Bilgilerinde, şöyle bir açıklama var. 

“KSM 2008 Eylül'de Çanakkale'de kuruldu. Tiyatro, Sosyal Latin Dansları, Resim, Seramik, Ritim alanlarında atölye çalışmaları yürütmektedir. Farklı disiplinlerden gelen sanatçılardan oluşan KSM Tiyatrosu Çanakkale’deki tiyatro yaşamında önemli bir aktördür.” 

Karıncaya, Ağustos Böceğine yiyecek vermediği için kızıyorum zaten. Ağustos Böceğinin şarkılarıyla yaz mevsiminde coşkuyla çalıştı. Bedava müzik. Çok kazandı çok. Ağustos Böceğine bir şey vermedi. Ağustos Böceği de Paris’e göç etti. Yol parasını da ben verdim. Karınca da “Laflı Fondatene” kızıyor. 

Karınca, sanatçı olmuş. 

Bu kenti sömürecek kişiler arıyor, karınca. 

Bu söz, bence etkili bir reklam. 

Sanatla uğraşanlar, hiç kimseyi sömüremezler. 

İnsanlara duygularını verirler. Hep verirler. 

Sevgi ve barışı büyütürler. 

Çanakkale’yi sömürmek bir yana. 

Bu kentin sevgisini çoğaltırlar. 

Sanatın merkezine karınca yerleşmişse, tembelliğe de yer yoktur. 

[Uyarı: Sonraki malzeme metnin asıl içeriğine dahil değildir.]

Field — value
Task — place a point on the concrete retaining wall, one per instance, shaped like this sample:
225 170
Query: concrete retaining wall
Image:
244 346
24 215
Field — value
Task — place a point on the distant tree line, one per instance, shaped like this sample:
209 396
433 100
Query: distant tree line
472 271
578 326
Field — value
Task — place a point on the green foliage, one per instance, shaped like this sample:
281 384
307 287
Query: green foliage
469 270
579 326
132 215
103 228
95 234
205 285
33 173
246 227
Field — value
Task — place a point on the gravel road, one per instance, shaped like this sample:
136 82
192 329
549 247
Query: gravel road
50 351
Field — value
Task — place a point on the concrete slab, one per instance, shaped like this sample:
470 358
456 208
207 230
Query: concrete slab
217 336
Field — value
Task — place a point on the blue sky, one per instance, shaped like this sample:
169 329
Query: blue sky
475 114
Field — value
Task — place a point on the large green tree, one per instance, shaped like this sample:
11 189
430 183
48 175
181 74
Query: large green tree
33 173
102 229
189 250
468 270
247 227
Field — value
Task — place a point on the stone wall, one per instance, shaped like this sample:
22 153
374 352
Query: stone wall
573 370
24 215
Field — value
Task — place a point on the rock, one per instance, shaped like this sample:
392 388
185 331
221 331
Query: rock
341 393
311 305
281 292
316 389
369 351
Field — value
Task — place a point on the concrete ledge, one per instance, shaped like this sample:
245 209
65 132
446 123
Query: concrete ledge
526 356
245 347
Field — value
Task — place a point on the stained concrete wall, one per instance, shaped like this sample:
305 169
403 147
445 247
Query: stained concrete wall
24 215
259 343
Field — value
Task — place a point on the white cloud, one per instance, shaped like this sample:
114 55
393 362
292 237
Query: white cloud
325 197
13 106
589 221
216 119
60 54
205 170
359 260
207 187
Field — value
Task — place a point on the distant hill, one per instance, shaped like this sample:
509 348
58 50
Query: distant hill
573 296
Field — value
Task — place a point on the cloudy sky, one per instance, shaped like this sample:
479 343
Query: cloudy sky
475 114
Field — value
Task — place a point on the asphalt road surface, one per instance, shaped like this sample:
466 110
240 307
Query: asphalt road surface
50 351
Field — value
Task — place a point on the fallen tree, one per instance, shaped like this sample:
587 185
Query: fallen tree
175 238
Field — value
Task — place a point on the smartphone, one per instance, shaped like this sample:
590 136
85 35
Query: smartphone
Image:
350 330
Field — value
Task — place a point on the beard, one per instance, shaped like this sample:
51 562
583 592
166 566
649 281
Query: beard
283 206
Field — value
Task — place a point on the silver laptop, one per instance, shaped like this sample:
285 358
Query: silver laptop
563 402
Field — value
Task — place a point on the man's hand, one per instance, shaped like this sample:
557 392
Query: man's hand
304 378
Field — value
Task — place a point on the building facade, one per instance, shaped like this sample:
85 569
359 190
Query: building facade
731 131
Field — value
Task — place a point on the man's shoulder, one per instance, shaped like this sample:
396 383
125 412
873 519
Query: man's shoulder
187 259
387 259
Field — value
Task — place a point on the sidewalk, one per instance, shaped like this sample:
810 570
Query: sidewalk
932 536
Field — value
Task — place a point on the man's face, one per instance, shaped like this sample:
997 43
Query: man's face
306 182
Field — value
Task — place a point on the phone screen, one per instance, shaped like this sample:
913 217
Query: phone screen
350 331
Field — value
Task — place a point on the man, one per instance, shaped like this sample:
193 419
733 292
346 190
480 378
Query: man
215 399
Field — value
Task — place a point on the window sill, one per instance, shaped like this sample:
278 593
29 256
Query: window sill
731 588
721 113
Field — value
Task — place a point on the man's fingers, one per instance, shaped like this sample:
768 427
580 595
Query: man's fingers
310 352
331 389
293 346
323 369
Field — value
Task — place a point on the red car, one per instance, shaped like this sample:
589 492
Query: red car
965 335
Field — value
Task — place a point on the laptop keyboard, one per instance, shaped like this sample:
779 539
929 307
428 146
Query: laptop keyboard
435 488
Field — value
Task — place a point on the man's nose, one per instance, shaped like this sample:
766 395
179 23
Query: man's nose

Bu kentin sanatçı gençleri varmışta, ben yeni öğrenmişim. 

Olsun. 

Karınca katarı gibi sabırlı ve özverili. 

Sanata yürüyen gençler. 

Kutlarım sizi. 

Maestro müzik. 

Açılsın perde. 

 

 
Toplam blog
: 420
: 1641
Kayıt tarihi
: 19.12.08
 
 

1957 Çanakkale/Yenice doğumluyum. Öykü ,deneme, şiir yazarım. Yazdığım bir çok şiirin bestesini d..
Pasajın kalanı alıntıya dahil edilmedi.